Em março, o Copom sinalizou mais uma alta, mas inferior a um ponto percentual. Segundo o Focus, que reúne projeções de mercado, a Selic deve encerrar o ano em 15%.

Para Megale, o BC já começou a construir a narrativa para uma pausa, pois os diretores têm sinalizado que as taxas estão em nível restritivo. A XP avalia que, em vez de encerrar o ciclo de alta a 15,50% a Selic poderia ficar em torno de 15%.

Lula diz que reservas protegem Brasil

O presidente Lula afirmou que as reservas internacionais do Brasil são uma proteção para os efeitos da guerra tarifária. Em agenda em São Paulo, ele destacou o que chamou de “colchão de proteção” em dólar:

— Mesmo o presidente Trump falando o que ele quer falar, o Brasil está seguro porque temos um colchão de US$ 350 bilhões, que dá ao Brasil e ao ministro Fernando Haddad (Fazenda) uma certa tranquilidade — afirmou Lula em visita a um centro de distribuição em Cajamar, na Região Metropolitana de São Paulo.

As reservas internacionais do Brasil fecharam março em US$ 336,1 bilhões. Dados do Banco Central (BC) mostram que o montante caiu 7,1% em 2024, passando de US$ 355,03 bilhões no fim de 2023 para US$ 329,73 bilhões no fim do ano passado.

Em setembro de 2024, o total era de US$ 372 bilhões. A principal razão para a redução foi a venda de dólares no mercado feita pelo BC durante o último trimestre do ano passado, quando houve grande instabilidade cambial e a autoridade monetária teve que agir para segurar a cotação da moeda americana.

Anunciadas na semana passada, as chamadas “tarifas recíprocas” de Trump sobre as importações de 180 países entraram em vigor a partir do sábado. Os produtos brasileiros foram taxados em 10%. Na semana passada, Lula disse que tomaria “as medidas cabíveis para defender nossas empresas e os trabalhadores brasileiros”.

Ao lado dos ministros da Fazenda, Fernando Haddad; do Trabalho, Luiz Marinho; e do Empreendedorismo, Márcio França; Lula participou ontem do anúncio de investimentos no setor de logística da empresa de comércio eletrônico Mercado Livre, em Cajamar (SP).
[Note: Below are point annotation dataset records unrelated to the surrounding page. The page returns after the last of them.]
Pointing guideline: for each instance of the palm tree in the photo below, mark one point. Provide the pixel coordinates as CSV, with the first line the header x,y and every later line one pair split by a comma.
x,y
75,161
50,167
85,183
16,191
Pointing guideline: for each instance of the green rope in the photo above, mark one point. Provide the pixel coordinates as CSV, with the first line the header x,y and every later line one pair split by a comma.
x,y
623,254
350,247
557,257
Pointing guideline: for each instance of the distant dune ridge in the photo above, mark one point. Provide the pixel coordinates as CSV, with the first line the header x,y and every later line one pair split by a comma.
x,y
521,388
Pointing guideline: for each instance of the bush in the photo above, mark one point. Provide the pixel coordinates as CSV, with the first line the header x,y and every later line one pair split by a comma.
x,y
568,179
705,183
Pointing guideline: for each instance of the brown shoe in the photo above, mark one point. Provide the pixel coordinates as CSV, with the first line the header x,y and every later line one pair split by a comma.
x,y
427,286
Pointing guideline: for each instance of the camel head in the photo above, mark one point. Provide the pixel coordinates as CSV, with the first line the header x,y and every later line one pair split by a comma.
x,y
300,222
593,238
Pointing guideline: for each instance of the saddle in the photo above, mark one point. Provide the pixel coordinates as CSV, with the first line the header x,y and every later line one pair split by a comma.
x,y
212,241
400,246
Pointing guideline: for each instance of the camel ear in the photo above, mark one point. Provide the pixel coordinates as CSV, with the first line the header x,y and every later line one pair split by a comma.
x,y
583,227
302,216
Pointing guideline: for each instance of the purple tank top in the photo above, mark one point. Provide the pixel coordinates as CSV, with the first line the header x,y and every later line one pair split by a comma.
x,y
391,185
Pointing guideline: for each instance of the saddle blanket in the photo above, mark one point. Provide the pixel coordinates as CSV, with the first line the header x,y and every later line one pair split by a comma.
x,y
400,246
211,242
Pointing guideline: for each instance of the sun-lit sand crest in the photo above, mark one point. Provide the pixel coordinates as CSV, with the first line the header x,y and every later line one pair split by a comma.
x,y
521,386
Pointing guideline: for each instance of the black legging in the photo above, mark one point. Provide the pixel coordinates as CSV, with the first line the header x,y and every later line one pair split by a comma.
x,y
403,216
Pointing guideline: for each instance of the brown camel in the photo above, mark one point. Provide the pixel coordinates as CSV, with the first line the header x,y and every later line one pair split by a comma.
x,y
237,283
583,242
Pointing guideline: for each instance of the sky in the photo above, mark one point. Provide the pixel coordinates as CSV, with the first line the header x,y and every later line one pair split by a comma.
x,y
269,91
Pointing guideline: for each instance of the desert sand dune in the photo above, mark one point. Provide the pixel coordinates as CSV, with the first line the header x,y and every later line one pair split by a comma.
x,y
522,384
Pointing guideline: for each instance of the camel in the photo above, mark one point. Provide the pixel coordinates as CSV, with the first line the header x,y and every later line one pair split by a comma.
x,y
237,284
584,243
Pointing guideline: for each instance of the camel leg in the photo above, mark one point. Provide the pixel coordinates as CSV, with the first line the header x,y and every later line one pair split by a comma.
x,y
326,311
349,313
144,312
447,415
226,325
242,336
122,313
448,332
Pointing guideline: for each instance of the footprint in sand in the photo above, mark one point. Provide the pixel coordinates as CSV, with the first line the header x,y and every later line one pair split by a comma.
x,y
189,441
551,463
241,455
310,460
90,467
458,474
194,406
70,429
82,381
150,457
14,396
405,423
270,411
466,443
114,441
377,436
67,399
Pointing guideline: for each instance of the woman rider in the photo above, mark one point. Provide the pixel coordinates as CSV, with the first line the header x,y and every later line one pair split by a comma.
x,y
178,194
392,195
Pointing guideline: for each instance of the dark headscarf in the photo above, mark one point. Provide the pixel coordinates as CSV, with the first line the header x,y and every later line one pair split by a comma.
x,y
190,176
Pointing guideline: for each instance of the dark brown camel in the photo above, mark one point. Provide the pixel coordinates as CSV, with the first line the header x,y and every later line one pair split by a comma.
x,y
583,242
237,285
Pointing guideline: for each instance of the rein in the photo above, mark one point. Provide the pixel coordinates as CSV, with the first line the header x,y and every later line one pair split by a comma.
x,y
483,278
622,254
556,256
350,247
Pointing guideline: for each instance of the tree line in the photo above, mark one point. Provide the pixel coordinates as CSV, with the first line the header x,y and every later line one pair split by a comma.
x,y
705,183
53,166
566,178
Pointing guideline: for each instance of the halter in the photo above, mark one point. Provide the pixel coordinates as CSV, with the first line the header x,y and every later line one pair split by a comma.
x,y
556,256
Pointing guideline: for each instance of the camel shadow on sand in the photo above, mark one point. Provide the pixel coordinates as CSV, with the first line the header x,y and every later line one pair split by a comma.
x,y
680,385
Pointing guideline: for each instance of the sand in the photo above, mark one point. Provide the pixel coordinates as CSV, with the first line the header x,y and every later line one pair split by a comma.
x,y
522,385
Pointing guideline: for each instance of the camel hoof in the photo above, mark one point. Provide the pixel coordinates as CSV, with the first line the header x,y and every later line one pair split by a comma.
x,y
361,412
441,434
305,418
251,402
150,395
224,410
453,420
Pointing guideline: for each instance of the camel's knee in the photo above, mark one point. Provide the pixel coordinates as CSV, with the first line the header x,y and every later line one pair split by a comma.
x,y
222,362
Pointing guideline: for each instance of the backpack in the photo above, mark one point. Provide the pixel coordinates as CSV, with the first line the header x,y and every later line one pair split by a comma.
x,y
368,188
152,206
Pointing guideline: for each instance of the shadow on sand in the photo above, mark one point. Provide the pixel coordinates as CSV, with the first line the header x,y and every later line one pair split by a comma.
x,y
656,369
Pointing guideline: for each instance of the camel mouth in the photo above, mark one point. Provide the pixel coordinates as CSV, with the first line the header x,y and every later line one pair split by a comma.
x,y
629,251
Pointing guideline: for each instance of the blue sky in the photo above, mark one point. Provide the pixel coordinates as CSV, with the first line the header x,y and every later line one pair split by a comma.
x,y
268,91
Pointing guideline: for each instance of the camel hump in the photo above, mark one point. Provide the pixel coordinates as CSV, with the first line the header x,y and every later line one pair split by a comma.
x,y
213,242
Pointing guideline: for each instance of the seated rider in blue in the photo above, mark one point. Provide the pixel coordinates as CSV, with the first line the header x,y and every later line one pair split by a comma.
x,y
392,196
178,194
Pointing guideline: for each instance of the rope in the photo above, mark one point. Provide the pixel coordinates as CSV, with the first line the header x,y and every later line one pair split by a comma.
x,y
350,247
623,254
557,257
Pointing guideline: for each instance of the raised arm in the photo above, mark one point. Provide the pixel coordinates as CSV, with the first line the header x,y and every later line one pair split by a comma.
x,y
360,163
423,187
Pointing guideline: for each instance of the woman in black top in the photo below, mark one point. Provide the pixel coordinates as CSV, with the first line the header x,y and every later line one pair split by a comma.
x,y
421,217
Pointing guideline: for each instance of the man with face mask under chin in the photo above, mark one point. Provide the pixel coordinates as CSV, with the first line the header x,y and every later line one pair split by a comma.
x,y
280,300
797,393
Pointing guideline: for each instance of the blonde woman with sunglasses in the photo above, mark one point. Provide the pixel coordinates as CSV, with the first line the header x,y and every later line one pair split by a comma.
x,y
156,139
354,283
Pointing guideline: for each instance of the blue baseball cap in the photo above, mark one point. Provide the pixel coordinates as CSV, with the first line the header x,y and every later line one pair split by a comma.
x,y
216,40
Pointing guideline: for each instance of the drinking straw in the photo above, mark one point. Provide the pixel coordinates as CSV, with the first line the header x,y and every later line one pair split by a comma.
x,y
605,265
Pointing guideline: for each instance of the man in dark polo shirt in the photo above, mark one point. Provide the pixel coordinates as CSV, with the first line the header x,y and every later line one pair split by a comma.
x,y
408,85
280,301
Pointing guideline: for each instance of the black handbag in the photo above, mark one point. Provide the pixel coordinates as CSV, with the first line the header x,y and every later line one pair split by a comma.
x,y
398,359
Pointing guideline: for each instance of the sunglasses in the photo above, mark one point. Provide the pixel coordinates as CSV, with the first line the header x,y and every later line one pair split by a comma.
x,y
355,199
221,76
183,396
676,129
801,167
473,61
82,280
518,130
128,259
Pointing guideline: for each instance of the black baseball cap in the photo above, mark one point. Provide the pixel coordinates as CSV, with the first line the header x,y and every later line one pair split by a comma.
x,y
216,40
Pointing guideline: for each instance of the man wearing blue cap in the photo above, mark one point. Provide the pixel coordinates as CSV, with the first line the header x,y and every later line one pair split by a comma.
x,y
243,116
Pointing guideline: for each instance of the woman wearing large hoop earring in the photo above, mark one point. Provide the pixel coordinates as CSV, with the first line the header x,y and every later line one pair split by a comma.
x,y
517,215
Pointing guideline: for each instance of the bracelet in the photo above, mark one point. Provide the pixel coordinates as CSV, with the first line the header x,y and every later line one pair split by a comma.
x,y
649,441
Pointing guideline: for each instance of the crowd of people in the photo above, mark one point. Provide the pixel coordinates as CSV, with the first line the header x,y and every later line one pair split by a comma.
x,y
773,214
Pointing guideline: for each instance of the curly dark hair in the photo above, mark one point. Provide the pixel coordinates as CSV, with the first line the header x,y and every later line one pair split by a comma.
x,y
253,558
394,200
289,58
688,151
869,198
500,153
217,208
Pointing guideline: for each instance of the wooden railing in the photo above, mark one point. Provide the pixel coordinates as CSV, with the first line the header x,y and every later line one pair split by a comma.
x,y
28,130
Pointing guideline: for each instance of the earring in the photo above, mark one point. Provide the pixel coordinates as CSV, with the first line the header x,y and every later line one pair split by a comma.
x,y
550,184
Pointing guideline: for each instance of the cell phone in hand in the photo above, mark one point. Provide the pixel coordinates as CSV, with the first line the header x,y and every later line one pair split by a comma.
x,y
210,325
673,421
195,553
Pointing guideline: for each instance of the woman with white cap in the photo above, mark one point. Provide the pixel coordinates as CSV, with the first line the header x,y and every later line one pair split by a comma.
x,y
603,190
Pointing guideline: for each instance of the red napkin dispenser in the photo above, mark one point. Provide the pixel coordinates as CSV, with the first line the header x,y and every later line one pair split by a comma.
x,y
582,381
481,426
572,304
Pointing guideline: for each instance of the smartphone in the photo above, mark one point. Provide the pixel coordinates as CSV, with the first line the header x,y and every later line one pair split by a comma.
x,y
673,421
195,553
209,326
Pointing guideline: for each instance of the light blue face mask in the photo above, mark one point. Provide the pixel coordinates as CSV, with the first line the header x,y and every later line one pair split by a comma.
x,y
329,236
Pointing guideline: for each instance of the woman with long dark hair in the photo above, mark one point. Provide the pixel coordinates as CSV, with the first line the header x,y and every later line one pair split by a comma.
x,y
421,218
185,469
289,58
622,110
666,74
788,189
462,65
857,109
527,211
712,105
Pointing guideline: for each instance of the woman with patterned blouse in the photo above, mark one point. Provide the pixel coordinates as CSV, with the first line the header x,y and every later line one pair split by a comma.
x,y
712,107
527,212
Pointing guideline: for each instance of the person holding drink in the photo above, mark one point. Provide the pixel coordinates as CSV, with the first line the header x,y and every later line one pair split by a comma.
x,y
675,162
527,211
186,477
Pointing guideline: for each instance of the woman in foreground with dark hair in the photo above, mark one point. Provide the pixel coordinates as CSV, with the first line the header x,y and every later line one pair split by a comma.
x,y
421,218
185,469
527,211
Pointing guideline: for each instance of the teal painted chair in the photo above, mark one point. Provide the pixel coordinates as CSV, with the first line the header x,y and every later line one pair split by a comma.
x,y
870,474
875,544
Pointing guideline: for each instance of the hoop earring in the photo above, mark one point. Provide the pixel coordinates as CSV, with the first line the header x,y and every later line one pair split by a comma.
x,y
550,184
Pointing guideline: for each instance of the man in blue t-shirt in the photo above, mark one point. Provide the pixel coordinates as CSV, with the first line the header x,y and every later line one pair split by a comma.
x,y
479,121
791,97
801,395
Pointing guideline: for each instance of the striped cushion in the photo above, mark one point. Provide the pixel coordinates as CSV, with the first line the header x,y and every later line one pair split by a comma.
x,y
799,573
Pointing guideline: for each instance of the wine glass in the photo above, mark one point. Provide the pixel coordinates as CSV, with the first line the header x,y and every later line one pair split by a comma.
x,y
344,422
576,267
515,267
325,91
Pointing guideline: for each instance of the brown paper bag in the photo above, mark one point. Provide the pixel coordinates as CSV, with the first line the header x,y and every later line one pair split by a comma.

O presidente afirmou que quer “um país de classe média” e que isso “depende de nós, brasileiros, não dos “Estados Unidos, da China ou da Argentina”. O presidente também disse que o desempenho da economia brasileira vai contrariar as previsões:

— Outra vez, a economia brasileira vai surpreender. Porque essa gente que fica discutindo, o chamado mercado, eles não conhecem o que é o microcrédito funcionando e o dinheiro chegando na mão de milhares e milhares de pessoas. Quando vejo o Fernando Yunes (vice-presidente sênior de comércio e líder do Mercado Livre no Brasil) dizer que vai investir R$ 34 bilhões, sou obrigado a dizer para vocês que sou um cara de muita sorte porque o país passou muito tempo sem investimento — disse Lula, que embarca hoje para Honduras, onde participará da reunião da Comunidade de Estados Latino-Americanos e Caribenhos (Celac).